- Gerald Jones, MP for Merthyr Tydfil and Rhymney, demands UK Government give fairer share of pension scheme profits to ex-miners
- In 1990s Government agreed 50/50 share of miners’ pension fund surplus in exchange for acting as pension scheme guarantor
- Government has since collected £4.4 billion from the arrangement, while average scheme payment to ex-miners is £84 per week
- MP calls for Government to review 50/50 sharing arrangements immediately and do right by thousands of ex-miners living in poverty
- Hundreds of former miners in Merthyr Tydfil/Upper Rhymney Valley affected by pension fund surplus sharing arrangements – changed from 70/30 to 50/50 in 1994
Gerald Jones, MP for Merthyr Tydfil and Rhymney, urged the UK Government to commit to an immediate review of the Mineworkers’ Pension Scheme (MPS).
In a House of Commons debate on 11 June 2019, Gerald Jones spoke alongside other MPs to call for the Government to review the sharing arrangements for the MPS fund surplus, currently set at 50/50 between the Government and the miners since 1994, when British Coal was privatised.
Although the Government has not paid any money into the pension scheme since 1987, the current sharing arrangements have seen the Government collect £4.4 billion from the sharing arrangements, while the average payment from the pension scheme to retired miners is just £84 per week.
Many ex-miners across South Wales and the UK are currently living in poverty, and Gerald Jones demanded that the Government act now to “address the injustice and unfairness felt by thousands of former miners”.
Gerald Jones, MP for Merthyr Tydfil and Rhymney, said: “It seems grossly unfair that miners are receiving an average pension of £84 per week—in some cases, a lot less.
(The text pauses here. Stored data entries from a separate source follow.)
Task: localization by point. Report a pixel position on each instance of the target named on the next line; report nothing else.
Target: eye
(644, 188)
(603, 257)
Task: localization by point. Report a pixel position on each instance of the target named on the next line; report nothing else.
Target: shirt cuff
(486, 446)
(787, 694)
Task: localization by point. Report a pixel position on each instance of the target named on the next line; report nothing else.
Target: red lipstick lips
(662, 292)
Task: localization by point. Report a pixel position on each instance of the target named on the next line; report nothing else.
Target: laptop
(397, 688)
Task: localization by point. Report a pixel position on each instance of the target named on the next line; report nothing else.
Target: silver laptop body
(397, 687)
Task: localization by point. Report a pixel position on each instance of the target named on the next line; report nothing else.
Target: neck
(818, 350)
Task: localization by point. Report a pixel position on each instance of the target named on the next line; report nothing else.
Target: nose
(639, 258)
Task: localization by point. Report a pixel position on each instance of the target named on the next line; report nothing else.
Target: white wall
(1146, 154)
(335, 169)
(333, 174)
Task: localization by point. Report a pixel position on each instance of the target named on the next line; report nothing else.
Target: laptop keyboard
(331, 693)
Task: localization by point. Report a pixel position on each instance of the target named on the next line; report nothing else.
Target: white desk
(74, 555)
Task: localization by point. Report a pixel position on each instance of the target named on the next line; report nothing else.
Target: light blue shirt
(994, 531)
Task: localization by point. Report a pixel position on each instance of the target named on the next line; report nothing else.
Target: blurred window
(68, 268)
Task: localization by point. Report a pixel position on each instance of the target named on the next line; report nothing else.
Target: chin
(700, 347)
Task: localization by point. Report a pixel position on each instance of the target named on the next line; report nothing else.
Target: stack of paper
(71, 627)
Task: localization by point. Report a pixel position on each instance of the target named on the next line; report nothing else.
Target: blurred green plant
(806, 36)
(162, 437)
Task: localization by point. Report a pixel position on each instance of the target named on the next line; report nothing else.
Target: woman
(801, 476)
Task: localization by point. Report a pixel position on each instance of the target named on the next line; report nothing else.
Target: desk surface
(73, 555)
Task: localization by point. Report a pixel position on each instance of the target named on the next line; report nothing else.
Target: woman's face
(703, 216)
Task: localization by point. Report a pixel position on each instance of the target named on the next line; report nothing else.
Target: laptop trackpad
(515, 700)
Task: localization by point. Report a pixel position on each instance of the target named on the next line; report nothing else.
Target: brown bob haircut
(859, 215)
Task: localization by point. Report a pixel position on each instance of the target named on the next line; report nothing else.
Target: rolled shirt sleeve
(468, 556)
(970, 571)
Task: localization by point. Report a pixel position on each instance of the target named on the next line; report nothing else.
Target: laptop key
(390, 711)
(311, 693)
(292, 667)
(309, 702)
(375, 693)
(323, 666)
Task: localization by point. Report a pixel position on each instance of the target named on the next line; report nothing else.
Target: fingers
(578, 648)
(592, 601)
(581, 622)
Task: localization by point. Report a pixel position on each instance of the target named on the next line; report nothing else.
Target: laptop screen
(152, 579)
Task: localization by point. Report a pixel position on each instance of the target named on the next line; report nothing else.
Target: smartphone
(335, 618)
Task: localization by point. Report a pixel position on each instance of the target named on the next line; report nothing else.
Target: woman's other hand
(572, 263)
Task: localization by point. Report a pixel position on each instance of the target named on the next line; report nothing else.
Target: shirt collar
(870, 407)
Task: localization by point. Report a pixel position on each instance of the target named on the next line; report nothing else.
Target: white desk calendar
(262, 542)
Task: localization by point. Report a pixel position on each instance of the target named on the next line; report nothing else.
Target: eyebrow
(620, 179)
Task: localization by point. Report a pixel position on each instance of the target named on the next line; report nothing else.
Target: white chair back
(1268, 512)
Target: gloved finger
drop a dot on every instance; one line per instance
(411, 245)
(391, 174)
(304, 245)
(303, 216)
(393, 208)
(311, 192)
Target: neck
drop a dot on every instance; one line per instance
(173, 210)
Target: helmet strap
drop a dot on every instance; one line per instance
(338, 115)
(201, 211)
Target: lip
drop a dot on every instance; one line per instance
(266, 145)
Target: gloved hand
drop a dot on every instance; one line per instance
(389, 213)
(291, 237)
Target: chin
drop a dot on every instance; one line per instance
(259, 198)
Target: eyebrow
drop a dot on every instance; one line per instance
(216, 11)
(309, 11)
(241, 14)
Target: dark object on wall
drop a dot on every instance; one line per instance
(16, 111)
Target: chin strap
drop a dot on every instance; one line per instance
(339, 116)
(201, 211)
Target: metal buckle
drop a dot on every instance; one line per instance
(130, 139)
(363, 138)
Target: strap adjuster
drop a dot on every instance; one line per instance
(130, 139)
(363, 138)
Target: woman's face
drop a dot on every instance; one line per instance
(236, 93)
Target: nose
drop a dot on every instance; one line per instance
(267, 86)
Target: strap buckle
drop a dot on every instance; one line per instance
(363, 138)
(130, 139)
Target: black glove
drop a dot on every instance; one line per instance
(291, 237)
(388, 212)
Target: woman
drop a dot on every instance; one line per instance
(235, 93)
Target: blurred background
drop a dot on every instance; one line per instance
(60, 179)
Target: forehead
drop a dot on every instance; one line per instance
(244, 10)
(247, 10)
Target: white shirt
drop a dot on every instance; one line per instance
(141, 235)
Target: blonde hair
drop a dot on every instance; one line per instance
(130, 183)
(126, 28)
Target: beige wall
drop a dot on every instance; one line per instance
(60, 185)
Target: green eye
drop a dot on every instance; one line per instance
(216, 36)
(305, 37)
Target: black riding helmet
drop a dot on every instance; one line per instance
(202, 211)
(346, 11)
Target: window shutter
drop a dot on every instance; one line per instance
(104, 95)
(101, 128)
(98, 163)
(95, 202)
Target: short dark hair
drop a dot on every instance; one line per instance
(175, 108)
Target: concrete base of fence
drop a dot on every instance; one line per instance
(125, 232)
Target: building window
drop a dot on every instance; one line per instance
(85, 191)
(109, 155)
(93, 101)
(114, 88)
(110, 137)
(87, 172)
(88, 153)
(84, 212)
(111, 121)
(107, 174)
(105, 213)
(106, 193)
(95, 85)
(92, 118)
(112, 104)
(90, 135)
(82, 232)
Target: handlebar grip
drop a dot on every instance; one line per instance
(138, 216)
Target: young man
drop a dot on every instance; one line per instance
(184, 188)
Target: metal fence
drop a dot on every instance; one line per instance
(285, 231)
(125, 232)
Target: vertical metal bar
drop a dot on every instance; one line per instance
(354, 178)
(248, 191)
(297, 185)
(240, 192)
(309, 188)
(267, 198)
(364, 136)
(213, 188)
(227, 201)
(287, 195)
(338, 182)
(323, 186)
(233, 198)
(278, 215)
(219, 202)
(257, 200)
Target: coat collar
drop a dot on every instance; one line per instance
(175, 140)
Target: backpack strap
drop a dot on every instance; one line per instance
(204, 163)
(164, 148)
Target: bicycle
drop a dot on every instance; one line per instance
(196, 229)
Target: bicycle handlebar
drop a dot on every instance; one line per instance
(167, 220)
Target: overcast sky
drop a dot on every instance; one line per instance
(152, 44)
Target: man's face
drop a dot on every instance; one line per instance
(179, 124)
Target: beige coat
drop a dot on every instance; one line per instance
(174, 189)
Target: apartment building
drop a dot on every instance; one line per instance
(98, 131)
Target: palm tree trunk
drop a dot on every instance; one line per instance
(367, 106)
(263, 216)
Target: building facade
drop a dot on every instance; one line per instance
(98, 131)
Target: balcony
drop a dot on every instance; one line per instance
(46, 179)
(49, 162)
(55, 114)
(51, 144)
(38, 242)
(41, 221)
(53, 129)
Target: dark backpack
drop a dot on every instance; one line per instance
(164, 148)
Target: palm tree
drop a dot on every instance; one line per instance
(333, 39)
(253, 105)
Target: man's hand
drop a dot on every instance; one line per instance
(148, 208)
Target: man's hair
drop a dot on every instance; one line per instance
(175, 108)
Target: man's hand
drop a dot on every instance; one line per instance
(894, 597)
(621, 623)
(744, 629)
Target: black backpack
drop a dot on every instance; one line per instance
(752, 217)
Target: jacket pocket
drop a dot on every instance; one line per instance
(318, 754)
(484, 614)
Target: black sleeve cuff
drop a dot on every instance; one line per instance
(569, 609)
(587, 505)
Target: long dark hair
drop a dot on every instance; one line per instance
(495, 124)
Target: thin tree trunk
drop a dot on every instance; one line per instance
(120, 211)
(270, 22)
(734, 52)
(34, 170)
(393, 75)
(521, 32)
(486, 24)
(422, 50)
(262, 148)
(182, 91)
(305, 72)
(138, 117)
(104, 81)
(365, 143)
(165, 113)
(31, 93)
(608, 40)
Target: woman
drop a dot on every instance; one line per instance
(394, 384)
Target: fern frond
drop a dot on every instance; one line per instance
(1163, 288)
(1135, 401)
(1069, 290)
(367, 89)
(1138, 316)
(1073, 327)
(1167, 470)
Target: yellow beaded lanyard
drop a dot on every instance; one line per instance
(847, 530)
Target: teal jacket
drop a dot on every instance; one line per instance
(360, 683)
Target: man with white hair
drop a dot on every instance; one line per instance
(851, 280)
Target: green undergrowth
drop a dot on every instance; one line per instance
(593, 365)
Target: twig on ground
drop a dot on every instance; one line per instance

If we contrast this with the £4.4 billion the Government have received, it is hard—in fact, nigh-on impossible—to justify. It is indeed, as others have mentioned, a disgrace.
“It is certainly not fair, as the Government have not had to contribute anything to the pension scheme. They must have made far more money than was ever forecast to be the case. It is therefore time for a review.”
Responding on behalf of the Government during the debate, Minister for Business and Industry Andrew Stephenson would not commit to a review of the pension scheme, stating that while he supported the proposals for a review put forward by the pension scheme’s trustees, the decision over a review was one to be taken by the Treasury, which is currently analysing the six different proposals made by the trustees.